Снаружи раздался звук тяжелых шагов. Железная дверь с лязгом распахнулась. В проем энергично вошел молодой подтянутый офицер в черной форме и начищенных до блеска ботинках. Бледное, бесстрастное лицо напоминало восковую маску. Он сделал знак конвоирам ввести заключенного. Едва волоча ноги, в камеру ввалился поэт Эмплфорт, и дверь снова лязгнула.
Эмплфорт неуверенно помыкался из стороны в сторону, словно надеясь увидеть еще одну дверь, через которую можно выйти, потом принялся бродить по камере взад-вперед. Уинстона он пока не заметил и встревоженно смотрел на стену примерно в метре над головой. Он был в одних носках, из дыр которых выглядывали грязные пальцы. Судя по отросшей щетине, он давно не брился и теперь смахивал на разбойника с большой дороги, только очень щуплого, долговязого и дерганого.
Уинстон стряхнул оцепенение. Он должен поговорить с Эмплфортом, даже рискуя нарваться на окрики с телеэкрана! Вдруг Эмплфорт принес ему бритвенное лезвие?
– Эмплфорт! – окликнул Уинстон.
Телеэкран молчал. Эмплфорт остановился и удивленно моргнул. Его взгляд медленно остановился на Уинстоне.
– А, Смит! – воскликнул он. – Вы тоже здесь?
– За что вас забрали?
– Если уж на то пошло… – Эмплфорт неловко присел на скамью напротив Уинстона. – Есть только одно преступление, верно?
– И вы его совершили?
– Судя по всему, да.
Он поднес руку ко лбу и сжал виски, словно пытаясь что-то вспомнить.

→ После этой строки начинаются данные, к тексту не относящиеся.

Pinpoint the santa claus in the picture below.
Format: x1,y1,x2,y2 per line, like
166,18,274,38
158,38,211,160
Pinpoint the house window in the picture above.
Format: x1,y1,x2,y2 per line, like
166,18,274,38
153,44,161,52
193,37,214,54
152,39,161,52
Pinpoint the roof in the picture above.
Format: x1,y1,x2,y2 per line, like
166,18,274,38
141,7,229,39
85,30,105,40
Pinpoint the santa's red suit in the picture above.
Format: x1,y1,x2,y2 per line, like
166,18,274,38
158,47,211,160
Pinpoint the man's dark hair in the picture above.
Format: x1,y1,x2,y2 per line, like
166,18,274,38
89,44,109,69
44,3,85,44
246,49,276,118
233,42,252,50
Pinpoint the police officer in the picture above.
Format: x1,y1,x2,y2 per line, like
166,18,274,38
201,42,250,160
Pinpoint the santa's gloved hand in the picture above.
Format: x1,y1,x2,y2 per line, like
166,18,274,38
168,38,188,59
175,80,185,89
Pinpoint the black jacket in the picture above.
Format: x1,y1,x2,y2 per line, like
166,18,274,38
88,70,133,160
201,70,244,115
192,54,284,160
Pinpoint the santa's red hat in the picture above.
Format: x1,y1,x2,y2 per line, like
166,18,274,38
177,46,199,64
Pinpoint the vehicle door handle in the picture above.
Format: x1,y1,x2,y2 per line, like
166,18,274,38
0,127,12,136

– Всякое случается, – начал поэт издалека. – Мне удалось припомнить один эпизод… возможный эпизод. Разумеется, я поступил неосмотрительно. Мы работали над академическим изданием Киплинга, и я позволил себе оставить в конце строки слово «Бог». Я ничего не мог поделать! – добавил Эмплфорт запальчиво, глядя Уинстону в лицо. – Изменить строчку не получилось бы – рифма там была «мог». Вы хоть понимаете, что во всем нашем языке односложные рифмы к слову «мог» можно перечесть по пальцам на руках? Я ломал голову много дней. Другой рифмы нет!

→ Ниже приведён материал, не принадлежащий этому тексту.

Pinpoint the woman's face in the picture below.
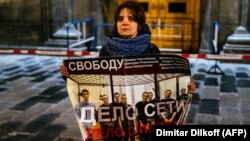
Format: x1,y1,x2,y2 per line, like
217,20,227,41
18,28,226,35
117,8,138,38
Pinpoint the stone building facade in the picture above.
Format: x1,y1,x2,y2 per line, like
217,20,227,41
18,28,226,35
0,0,250,53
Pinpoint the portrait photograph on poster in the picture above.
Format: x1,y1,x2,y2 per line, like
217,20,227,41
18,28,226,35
64,55,191,140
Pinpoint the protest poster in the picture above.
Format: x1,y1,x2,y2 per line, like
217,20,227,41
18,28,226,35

Выражение его лица изменилось: раздраженность ушла, вид у поэта стал чуть ли не довольный. На грязном, заросшем щетиной лице просиял восторг интеллектуала, радость буквоеда, обнаружившего очередной бесполезный факт.
– Вам не приходило в голову, что вся история английской поэзии определяется лишь скудностью рифм в нашем языке?
Об этом Уинстон как-то не задумывался. При данных обстоятельствах проблемы английской поэзии не казались ему ни интересными, ни важными.
– Знаете, какое сейчас время суток? – спросил он.
Эмплфорт слегка опешил.
– Понятия не имею. Меня арестовали два-три дня назад. – Его взгляд заметался по стенам, словно в надежде отыскать окно. – Здесь нет разницы между днем и ночью, так что вычислить время вряд ли возможно.